Michele Sardone

altSe ogni favola ha in sé una prova da superare, She’s funny that way di Bogdanovich la pone all’inizio chiedendo di fingere di credere in se stessa; superata questa condizione preliminare, ci si lascia prendere dal gioco di classici meccanismi cinematografici, che trovano nella coincidenza il dispositivo capace di far funzionare tutto il congegno filmico a meraviglia, sempre più freneticamente, fino a dare l'impressione di farlo girare a vuoto.

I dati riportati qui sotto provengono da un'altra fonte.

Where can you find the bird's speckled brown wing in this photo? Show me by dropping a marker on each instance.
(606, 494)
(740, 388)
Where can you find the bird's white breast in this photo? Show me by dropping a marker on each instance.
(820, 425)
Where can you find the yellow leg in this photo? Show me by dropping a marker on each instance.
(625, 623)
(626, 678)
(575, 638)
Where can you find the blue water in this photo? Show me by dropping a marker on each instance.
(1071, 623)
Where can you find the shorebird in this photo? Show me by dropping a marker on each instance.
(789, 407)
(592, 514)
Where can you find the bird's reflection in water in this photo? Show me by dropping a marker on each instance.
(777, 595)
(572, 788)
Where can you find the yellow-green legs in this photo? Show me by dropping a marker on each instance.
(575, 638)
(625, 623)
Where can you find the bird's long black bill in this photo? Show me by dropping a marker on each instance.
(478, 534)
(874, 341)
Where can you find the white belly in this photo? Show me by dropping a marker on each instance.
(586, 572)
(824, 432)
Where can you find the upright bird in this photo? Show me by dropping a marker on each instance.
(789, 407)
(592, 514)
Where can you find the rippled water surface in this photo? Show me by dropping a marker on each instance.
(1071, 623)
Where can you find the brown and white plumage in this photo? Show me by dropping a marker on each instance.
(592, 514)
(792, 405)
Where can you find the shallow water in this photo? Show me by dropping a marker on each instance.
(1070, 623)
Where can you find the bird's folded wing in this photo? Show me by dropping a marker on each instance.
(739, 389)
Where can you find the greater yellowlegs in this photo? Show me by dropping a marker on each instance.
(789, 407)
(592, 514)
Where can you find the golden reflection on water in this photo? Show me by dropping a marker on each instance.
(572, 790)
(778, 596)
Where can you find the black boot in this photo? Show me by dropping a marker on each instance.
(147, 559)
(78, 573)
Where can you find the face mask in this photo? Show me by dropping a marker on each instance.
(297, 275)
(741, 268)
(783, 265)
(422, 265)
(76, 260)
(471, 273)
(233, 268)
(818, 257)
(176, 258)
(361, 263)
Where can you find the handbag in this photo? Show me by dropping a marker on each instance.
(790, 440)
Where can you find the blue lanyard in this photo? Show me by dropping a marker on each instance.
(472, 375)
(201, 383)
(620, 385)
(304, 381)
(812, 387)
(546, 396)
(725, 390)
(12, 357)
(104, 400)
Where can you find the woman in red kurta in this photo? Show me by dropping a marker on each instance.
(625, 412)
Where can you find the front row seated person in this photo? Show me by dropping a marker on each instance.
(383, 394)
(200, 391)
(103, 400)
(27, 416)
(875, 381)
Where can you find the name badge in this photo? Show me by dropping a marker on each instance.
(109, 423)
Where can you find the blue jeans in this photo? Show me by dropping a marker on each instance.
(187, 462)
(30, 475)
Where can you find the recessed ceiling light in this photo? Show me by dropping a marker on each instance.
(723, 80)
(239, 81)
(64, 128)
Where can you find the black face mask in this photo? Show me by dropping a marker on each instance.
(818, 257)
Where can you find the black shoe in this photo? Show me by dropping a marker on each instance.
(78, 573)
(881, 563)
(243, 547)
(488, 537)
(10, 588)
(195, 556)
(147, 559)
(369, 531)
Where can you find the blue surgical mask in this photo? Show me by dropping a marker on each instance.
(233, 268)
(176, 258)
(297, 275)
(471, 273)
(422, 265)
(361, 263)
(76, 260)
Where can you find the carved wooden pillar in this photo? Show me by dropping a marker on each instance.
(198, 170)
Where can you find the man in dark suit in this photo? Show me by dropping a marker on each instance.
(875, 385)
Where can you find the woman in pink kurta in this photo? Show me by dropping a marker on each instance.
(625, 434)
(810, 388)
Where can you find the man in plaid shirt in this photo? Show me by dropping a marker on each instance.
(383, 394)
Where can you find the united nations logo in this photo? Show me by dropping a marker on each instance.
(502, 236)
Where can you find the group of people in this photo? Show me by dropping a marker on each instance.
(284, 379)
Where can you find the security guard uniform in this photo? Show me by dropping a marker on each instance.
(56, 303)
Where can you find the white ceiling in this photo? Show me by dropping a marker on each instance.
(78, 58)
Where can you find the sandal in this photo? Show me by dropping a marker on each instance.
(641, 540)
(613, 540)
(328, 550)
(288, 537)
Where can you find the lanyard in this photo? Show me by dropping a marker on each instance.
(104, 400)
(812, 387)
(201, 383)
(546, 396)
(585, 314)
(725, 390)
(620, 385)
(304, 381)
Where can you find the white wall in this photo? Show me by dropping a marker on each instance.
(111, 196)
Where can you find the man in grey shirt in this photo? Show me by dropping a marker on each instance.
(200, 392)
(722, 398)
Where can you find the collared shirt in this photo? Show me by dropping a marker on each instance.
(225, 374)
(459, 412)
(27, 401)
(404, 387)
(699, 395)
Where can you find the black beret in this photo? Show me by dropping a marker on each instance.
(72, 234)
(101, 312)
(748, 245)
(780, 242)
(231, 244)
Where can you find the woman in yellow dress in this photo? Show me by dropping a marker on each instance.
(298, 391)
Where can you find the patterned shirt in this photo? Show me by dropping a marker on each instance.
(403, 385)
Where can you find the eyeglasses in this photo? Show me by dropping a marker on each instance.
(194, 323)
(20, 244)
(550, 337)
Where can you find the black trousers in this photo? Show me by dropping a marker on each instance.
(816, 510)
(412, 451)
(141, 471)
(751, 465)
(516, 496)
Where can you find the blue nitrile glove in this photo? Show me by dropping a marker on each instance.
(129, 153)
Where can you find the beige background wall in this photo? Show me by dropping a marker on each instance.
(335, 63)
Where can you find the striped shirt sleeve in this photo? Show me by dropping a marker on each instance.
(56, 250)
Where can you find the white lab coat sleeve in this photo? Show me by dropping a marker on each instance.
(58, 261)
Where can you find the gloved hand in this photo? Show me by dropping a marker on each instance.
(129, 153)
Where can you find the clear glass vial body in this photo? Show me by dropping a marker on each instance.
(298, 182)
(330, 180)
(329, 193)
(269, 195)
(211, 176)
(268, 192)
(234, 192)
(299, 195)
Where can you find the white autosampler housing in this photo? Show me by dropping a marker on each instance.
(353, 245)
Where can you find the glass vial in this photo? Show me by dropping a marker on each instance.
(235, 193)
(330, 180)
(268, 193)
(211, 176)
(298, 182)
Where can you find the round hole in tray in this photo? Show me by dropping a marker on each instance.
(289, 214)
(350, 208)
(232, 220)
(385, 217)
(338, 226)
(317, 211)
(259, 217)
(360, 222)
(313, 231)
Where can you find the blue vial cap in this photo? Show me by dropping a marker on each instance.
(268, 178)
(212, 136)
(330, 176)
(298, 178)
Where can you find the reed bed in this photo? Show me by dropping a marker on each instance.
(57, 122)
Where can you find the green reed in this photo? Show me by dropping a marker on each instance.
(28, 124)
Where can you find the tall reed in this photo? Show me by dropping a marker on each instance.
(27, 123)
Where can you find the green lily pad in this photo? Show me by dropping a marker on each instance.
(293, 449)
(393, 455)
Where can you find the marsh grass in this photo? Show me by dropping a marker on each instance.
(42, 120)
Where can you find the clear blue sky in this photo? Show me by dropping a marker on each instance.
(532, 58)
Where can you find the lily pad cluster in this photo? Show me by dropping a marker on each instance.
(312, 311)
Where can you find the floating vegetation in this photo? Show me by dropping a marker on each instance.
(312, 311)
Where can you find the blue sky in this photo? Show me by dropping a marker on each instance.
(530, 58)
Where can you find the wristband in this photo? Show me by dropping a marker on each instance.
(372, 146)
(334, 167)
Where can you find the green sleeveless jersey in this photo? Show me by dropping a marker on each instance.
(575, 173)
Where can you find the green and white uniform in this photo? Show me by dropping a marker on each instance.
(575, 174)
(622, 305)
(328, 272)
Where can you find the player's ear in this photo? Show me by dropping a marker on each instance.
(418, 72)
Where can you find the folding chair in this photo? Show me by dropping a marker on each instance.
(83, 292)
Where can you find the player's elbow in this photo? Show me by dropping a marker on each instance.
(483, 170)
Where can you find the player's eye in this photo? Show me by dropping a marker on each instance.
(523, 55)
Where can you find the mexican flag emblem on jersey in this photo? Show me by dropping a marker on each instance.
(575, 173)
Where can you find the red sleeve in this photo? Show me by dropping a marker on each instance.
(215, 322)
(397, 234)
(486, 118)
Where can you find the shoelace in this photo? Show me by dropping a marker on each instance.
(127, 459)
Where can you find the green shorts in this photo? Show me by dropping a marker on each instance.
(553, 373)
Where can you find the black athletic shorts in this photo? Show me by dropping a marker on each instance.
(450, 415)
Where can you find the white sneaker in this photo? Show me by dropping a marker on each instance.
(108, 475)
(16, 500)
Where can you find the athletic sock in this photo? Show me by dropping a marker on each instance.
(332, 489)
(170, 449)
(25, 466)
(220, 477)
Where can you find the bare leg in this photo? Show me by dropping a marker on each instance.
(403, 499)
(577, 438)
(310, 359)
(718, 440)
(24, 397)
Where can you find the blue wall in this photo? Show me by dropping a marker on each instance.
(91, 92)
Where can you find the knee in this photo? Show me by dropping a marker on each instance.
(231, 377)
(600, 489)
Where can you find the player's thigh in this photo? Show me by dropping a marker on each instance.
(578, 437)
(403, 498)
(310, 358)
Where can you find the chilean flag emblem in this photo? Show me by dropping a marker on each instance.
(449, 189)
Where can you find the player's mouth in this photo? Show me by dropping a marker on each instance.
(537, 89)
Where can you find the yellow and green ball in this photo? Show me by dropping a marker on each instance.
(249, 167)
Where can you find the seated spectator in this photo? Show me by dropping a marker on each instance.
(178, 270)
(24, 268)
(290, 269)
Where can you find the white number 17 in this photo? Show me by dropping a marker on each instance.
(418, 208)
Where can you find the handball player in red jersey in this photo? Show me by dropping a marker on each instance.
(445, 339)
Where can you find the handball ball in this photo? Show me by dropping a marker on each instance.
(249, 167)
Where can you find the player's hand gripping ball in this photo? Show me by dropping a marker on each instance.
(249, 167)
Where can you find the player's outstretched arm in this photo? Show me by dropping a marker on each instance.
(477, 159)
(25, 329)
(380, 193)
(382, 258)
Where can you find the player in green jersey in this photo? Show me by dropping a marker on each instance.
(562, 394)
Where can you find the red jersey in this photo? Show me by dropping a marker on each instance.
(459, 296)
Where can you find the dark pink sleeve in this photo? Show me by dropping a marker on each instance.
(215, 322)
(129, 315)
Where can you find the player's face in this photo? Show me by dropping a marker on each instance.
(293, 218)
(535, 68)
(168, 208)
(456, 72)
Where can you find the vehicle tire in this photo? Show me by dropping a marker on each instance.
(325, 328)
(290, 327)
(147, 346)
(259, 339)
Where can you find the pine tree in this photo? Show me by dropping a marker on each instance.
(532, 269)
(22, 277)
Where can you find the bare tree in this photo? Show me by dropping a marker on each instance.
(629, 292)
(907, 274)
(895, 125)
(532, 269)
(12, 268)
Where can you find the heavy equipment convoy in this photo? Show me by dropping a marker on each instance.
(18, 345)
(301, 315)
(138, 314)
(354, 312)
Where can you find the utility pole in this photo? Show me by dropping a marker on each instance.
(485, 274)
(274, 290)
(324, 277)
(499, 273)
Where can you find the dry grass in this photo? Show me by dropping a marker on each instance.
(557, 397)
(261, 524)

La protagonista e narratrice, Isabella, difatti inventa un mondo in cui tutto combacia e si incastra alla perfezione, in un incanto continuo, affascinante per la sua esatta meccanicità, secondo il quale ogni personaggio diviene ingranaggio che incastra il proprio movimento in armonia con quelli degli altri comprimari. Ognuno di essi è condotto dalla propria natura fantastica a confluire negli stessi luoghi, che diventano topos: camere d’albergo, il ristorante, lo studio della psicoanalista, il palcoscenico di Broadway, che insieme tracciano un microcosmo affollatissimo e al tempo stesso quasi spopolato, come se New York fosse stata improvvisamente ridotta in scala, piccolissima, e a pochi ambienti, nei quali vagano, incontrandosi, solo alcuni sopravvissuti.

Ciascuno di questi spazi diviene scena in cui mettere in atto la propria storia, in un organico e ordinatissimo caos, che viene percepito come una banale confusione solo se visto dall’interno, dove non è possibile avere una visione complessiva della trama. In questo modo ogni personaggio non può che ricadere nei soliti errori, ossessioni, inganni, tradimenti, non può cioè che agire in quella che, sotto la lente dell’esperienza quotidiana appare come la maniera più sbagliata possibile, ma che è esattamente il modo giusto per far sì che l’impianto narrativo regga. Nel salto da un punto di vista interno a uno esterno, cioè nel cambio di prospettiva da personaggio a narratore (che pare coincidere con quello dello spettatore), da un mondo ridotto in scala a una visione generale della trama, sta l’effetto magico del film: noi che vediamo tutto possiamo sapere tutto, ogni dramma inscenato ci appare un piccolo equivoco, crediamo sul serio di poter anticipare ogni tranello del destino e di poterne forse indirizzare il corso.
Ma una volta che quasi ci si dimentica di aver finto di credere nella favola, ecco che appare il deus ex machina a ricordarci di aver vissuto una fantastica illusione.